Mozilla's Try repository (a repository where Firefox developers push changes to test in Mozilla's test automation infrastructure) can reach over 10,000 heads with few problems. That is on a repository that already has 200,000+ changesets and near 100,000 files. However, certain repository operations slow down as the number of heads go past 10,000. Heads in this repository are typically created and then are idle forever. If you think of the repository as a tree (as in nature), the Try repository has a large trunk with thousands of very small twigs branching out for 1 to 10 commits (on average). The scaling issues with this repository seem to mostly deal with the raw number of heads as opposed to the impact heads have elsewhere in Mercurial.
A repository with many actively-developed heads runs into different scaling concerns. Due to the way Mercurial encodes its data, having many concurrently-developed heads may lead to manifests blowing up in size. This will increase clone and pull times and consume additional disk space.
4.3. Solutions
- Upgrade to the latest Mercurial client. Scaling issues are always being addressed. Changes in Mercurial 3.0 addressed some problems related to many numbers of heads.
Consider generaldelta encoding. Please be advised of potential impact on clone and pull times.

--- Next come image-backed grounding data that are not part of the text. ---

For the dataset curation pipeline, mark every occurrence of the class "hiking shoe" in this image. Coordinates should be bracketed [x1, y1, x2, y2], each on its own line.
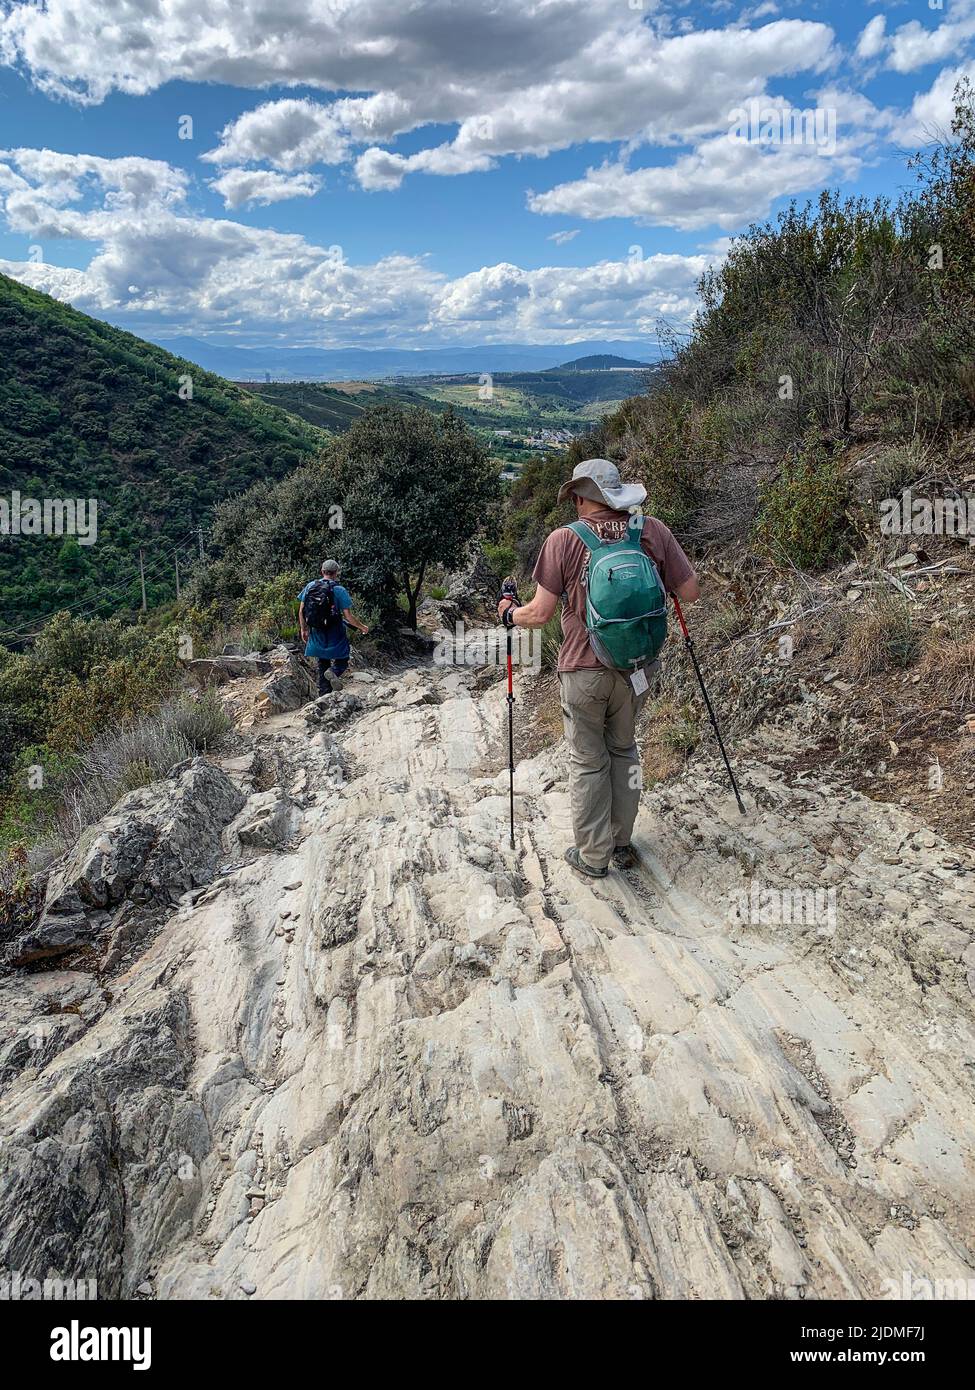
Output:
[612, 844, 639, 871]
[564, 847, 608, 878]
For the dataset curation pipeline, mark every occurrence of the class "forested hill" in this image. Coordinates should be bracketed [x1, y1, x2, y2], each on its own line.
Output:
[0, 274, 325, 638]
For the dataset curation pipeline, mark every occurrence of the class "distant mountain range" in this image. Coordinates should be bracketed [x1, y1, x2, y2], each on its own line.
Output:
[149, 337, 662, 382]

- Consider using multiple repositories. Instead of having 1 repository with all your heads, split out related heads into their own repositories. Clients can always pull from each repository and unify the repositories if they need to. This is the approach Mozilla takes.
- Consider transferring and storing repository heads as bundle files instead of pushing them directly to a repository. This is a solution to the 10,000 heads problems. Unfortunately, as of April 2014, there aren't any listed extensions to make this plug-and-play, so you may need to roll your own blob storage and Mercurial extensions.